Comment 4 Venky Shankar 2014-06-25 15:13:21 UTC
This looks like a side effect of capturing mknod() even if it's an internal fop. I see these in the logs:

------------------------------------------------------------------------------
vshankar@h3ckers-pride ~/sos/slave/redmoon-2014061416251402743305/var/log/glusterfs/geo-replication-slaves
 % grep -r '539c1fb9%%S7NZ3IENGZ' *
4d739b65-cd7b-49f3-902a-439653061bc8:gluster%3A%2F%2F127.0.0.1%3Aslave.gluster.log:[2014-06-14 10:15:30.633623] W [client-rpc-fops.c:240:client3_3_mknod_cbk] 0-slave-client-8: remote operation failed: File exists.
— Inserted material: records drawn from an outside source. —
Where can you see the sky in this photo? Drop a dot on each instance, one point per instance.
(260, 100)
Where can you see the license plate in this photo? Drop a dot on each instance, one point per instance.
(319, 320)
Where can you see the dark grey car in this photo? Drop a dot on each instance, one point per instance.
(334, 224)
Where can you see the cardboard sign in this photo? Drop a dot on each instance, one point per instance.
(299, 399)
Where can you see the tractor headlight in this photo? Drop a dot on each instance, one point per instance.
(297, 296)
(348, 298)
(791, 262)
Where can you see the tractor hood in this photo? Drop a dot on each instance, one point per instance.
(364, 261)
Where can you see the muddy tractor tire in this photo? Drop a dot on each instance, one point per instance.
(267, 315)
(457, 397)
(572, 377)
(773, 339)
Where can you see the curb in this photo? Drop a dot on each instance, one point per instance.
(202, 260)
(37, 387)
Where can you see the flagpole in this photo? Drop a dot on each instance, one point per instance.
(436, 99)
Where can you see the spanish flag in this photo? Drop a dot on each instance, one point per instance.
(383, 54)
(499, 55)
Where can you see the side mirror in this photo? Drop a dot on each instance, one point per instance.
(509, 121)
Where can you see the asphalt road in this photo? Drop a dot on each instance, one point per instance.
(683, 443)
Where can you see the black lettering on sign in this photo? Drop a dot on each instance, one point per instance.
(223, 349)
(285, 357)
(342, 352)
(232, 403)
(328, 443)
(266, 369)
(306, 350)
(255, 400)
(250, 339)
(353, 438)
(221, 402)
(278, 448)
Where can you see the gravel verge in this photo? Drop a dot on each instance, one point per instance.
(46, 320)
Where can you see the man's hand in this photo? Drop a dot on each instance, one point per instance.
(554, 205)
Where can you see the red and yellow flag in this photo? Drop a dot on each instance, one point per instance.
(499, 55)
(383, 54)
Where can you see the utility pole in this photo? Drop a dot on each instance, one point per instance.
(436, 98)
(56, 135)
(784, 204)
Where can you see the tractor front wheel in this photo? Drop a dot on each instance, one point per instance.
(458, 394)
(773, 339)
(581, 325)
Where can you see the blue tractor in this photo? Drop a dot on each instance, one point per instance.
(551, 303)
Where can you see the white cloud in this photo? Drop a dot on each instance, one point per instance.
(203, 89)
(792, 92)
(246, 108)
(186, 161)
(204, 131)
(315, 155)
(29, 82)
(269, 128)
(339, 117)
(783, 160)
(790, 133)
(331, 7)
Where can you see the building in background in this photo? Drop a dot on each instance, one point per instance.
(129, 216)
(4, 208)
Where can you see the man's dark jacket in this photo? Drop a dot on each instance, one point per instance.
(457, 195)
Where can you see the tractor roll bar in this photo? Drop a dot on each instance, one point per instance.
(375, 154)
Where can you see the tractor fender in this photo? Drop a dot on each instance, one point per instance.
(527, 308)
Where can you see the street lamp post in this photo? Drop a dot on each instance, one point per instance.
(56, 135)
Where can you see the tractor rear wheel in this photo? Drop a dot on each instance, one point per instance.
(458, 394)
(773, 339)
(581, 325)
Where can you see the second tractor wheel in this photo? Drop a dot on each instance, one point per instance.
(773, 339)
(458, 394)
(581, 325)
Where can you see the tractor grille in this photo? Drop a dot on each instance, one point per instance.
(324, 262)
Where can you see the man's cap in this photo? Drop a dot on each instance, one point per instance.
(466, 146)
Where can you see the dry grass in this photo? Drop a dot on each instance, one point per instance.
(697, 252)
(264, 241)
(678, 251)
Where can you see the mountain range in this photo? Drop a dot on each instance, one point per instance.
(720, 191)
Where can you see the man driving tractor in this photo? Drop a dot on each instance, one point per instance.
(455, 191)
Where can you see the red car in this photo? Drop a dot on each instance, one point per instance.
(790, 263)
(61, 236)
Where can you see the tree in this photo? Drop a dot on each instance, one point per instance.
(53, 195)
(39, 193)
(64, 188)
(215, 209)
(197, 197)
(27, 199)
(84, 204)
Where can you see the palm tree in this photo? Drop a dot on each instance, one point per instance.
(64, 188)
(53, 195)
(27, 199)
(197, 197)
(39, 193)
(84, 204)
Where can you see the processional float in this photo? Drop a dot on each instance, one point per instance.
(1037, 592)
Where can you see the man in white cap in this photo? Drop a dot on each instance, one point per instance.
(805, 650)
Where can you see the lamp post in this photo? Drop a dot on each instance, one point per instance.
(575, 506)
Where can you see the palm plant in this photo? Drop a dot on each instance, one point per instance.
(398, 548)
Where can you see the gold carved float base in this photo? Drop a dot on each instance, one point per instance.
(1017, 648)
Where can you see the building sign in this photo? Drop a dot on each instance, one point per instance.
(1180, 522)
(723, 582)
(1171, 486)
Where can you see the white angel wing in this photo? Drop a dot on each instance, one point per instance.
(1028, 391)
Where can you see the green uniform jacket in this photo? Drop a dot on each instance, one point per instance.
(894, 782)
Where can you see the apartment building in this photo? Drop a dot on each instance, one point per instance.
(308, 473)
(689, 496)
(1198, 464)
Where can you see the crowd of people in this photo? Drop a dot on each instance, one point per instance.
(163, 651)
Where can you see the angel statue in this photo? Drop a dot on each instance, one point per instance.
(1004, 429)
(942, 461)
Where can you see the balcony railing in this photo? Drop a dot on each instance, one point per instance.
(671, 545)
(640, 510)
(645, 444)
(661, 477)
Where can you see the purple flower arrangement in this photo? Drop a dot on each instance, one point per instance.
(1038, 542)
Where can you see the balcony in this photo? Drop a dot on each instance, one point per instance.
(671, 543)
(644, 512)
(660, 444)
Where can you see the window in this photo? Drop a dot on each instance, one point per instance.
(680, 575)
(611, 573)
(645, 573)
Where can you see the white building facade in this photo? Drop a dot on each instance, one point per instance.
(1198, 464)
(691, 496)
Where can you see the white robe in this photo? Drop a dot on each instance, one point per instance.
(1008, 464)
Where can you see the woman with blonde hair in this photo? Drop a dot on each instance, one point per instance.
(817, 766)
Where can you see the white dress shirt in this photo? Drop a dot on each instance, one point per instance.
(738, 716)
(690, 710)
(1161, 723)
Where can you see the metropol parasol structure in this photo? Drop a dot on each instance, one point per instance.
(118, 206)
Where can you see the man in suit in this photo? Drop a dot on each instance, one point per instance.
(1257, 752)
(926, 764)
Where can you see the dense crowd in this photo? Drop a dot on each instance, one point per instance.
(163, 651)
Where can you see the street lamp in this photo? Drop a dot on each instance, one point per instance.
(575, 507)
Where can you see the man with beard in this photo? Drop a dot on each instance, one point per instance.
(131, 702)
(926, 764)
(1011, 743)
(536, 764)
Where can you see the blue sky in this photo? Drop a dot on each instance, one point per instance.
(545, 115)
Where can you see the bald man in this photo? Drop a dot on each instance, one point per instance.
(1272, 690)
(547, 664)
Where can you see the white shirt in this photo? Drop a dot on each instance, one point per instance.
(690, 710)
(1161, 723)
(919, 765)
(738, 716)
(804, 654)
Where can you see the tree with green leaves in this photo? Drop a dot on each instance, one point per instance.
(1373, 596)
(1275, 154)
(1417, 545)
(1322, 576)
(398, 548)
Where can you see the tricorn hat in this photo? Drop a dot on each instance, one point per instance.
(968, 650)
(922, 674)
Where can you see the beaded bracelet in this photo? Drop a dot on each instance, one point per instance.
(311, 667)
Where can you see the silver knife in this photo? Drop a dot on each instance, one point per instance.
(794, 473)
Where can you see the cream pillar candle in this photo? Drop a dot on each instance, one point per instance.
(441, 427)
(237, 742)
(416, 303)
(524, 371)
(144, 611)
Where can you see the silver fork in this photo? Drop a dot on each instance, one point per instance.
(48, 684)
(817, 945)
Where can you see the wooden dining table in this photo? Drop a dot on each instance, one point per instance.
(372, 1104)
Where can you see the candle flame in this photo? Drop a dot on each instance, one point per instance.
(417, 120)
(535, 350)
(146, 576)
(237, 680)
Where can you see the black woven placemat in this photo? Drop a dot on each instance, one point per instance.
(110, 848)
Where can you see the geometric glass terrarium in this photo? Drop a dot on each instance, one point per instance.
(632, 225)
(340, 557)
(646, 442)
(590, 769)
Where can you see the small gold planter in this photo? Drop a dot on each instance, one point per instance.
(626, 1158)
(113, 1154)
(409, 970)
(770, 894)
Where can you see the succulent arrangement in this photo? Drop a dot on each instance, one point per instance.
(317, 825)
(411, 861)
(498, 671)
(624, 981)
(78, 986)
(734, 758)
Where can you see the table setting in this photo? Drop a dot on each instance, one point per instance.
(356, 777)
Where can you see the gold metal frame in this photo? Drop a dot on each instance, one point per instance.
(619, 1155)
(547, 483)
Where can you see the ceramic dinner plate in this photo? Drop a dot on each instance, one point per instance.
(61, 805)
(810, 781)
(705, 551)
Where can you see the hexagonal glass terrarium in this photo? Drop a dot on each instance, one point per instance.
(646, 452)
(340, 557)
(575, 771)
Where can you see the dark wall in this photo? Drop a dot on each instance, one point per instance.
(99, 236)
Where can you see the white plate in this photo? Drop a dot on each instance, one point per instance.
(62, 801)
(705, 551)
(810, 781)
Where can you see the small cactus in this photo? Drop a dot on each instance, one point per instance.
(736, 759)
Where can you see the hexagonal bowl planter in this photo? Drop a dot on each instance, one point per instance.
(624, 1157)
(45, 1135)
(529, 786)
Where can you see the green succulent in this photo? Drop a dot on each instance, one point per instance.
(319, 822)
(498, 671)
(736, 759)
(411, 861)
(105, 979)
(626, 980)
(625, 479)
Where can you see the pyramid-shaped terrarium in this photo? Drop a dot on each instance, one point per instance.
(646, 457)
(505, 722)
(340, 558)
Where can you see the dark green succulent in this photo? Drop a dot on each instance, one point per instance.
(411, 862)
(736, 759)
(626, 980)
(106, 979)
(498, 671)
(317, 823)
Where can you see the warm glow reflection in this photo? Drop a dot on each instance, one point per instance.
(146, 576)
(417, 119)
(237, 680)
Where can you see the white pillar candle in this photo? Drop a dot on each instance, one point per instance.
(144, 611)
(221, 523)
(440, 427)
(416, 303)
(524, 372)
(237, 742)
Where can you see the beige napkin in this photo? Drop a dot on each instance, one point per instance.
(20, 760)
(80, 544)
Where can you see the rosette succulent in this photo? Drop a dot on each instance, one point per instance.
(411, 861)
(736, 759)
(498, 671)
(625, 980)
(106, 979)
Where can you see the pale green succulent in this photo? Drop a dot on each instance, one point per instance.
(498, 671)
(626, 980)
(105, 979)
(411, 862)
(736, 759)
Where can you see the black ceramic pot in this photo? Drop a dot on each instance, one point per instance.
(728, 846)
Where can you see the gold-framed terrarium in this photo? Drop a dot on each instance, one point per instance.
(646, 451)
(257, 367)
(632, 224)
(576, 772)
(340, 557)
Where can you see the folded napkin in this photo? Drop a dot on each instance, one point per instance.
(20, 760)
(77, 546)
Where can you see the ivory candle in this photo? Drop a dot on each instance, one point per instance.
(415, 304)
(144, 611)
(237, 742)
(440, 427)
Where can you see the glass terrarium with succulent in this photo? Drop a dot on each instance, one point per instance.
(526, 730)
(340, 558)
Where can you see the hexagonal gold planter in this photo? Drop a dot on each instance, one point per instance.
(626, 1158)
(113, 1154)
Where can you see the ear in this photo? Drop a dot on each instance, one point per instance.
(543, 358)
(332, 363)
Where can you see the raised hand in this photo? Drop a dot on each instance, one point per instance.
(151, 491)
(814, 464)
Path: <gfid:ef718d6a-1b4e-4b3a-9000-9262500b5b23>/539c1fb9%%S7NZ3IENGZ
4d739b65-cd7b-49f3-902a-439653061bc8:gluster%3A%2F%2F127.0.0.1%3Aslave.gluster.log:[2014-06-14 10:15:30.634099] W [client-rpc-fops.c:240:client3_3_mknod_cbk] 0-slave-client-9: remote operation failed: File exists. Path: <gfid:ef718d6a-1b4e-4b3a-9000-9262500b5b23>/539c1fb9%%S7NZ3IENGZ
4d739b65-cd7b-49f3-902a-439653061bc8:gluster%3A%2F%2F127.0.0.1%3Aslave.gluster.log:[2014-06-14 10:17:02.033865] W [client-rpc-fops.c:240:client3_3_mknod_cbk] 0-slave-client-8: remote operation failed: File exists. Path: <gfid:ef718d6a-1b4e-4b3a-9000-9262500b5b23>/539c1fb9%%S7NZ3IENGZ
4d739b65-cd7b-49f3-902a-439653061bc8:gluster%3A%2F%2F127.0.0.1%3Aslave.gluster.log:[2014-06-14 10:17:02.034364] W [client-rpc-fops.c:240:client3_3_mknod_cbk] 0-slave-client-9: remote operation failed: File exists. Path: <gfid:ef718d6a-1b4e-4b3a-9000-9262500b5b23>/539c1fb9%%S7NZ3IENGZ
------------------------------------------------------------------------------

File "539c1fb9%%S7NZ3IENGZ" is a hardlink but the slave logs shows as mknod(). Though this is a file exist case, the first mknod() would have been successful.

Kotresh's patch to capture self-heal traffic ignores mknod() if it's an internal fop, thereby only the rename() call getting captured in changelog.

Comment 5 Vijaykumar Koppad 2014-06-25 15:16:34 UTC
I tried with the build glusterfs-3.6.0.22-1.el6rhs once, I was not able to hit it. I'll try some more runs with 22 and update.